Altered circadian rhythm
Altered Circadian Rhythm
The purpose of this section is to show the health effects of polyphasic sleep on an altered circadian rhythm and if this actually happens.
In a nutshell, the circadian rhythm is our body clock, and external cues shift it. At certain points during the day, the body releases specific hormones. The body temperature changes and the ideal sleep peaks become possible to determine. All this is based on the biological clock. If you start messing with it, you could possibly develop some negative side effects.
Here, we assess the circadian health from two different perspectives:
- First, what happens if you don’t maintain good circadian health.
- Second, what happens if your sleep schedule actually alters the architecture of your circadian rhythm.
Not ensuring good health
There are certain ways that disrupt your circadian rhythm. Examples include:
- Exposing yourself to bright light during the night
- Night eating
- Exercising at irregular hours
You can constantly shift the timings in the circadian rhythm with these factors. Therefore, they could lead to the development of cardiovascular diseases, obesity, diabetes, etc.
Because of this, the polyphasic community has some recommendations in place to secure the circadian rhythm. More information on that is available here.
Sleep schedules altering the circadian rhythm
What happens if your sleep pattern alters the structure of your circadian rhythm?
Up to date, there is some evidence from how the light timing alters your circadian rhythm’s architecture. For example, in this paper, “In short photoperiods, human sleep is biphasic“ by Thomas Wehr, the author found evidence for an altered internal structure of the circadian rhythm from shortening the length of the photoperiod.

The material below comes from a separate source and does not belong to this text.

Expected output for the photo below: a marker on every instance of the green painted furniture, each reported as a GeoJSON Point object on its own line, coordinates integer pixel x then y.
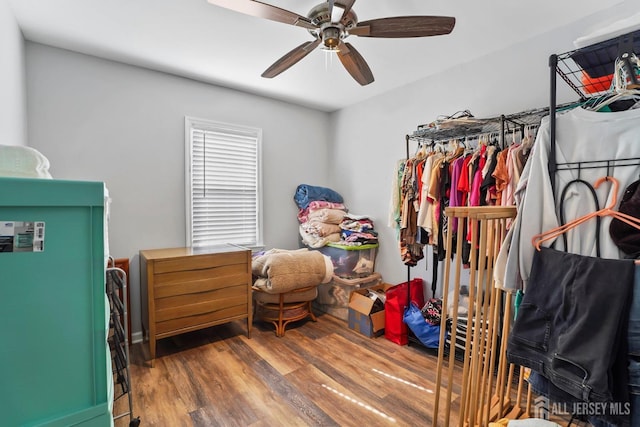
{"type": "Point", "coordinates": [54, 364]}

Internal and External processes
This is fair; however, if internal processes, like the sleep pattern of people, alter the circadian rhythm, this can lead to some nasty consequences. External processes that alter the timing of the circadian rhythm are zeitgebers. So far, there are seven of them:
- social interactions
- Atmospheric conditions
- Some medications
Therefore, if “sleep” is on this list and you are on a Segmented schedule, your body could start thinking that it is a new circadian day every time after you wake up from the first core. As a result, this would carry the same risks as prematurely exposing yourself to light during the night.
Circadian rhythm on polyphasic sleep schedules
At this point in time, it is unknown if polyphasic sleep alters the structure of the circadian rhythm. However, there doesn’t seem to be any evidence for it.
- It seems more like sleep is a manifestation of the circadian rhythm rather than a contributor to setting the circadian timings.
- One good example to represent this idea is from the study, “Timing of REM sleep is coupled to the circadian rhythm of body temperature in man.” It has good visuals on a desynchronized sleep pattern; in addition, we can clearly see that the optimal REM timing does not shift even though the subjects have different sleep times each day.
In fact, desynchronization studies would most likely be impossible to complete if sleep could alter the circadian architecture. This is just something to consider here.
If you are looking for evidence to debunk polyphasic sleep, this could be another topic. What you would need to find evidence for is:
- Altering your sleep structure would affect the circadian timings.
- The altered circadian timings resulted in negative health effects.
As of late, this is the point with the least weight against polyphasic sleep. This is if it turned out to be the case, especially if the circadian morning was set at a strict time with several other zeitgebers. One way sleep appears to be able to affect the circadian rhythm today is by inhibiting other zeitgebers at the time you are sleeping.
Basically if you are asleep, you can not eat or exercise. However, it is still affecting us on a secondary level rather than a primary level.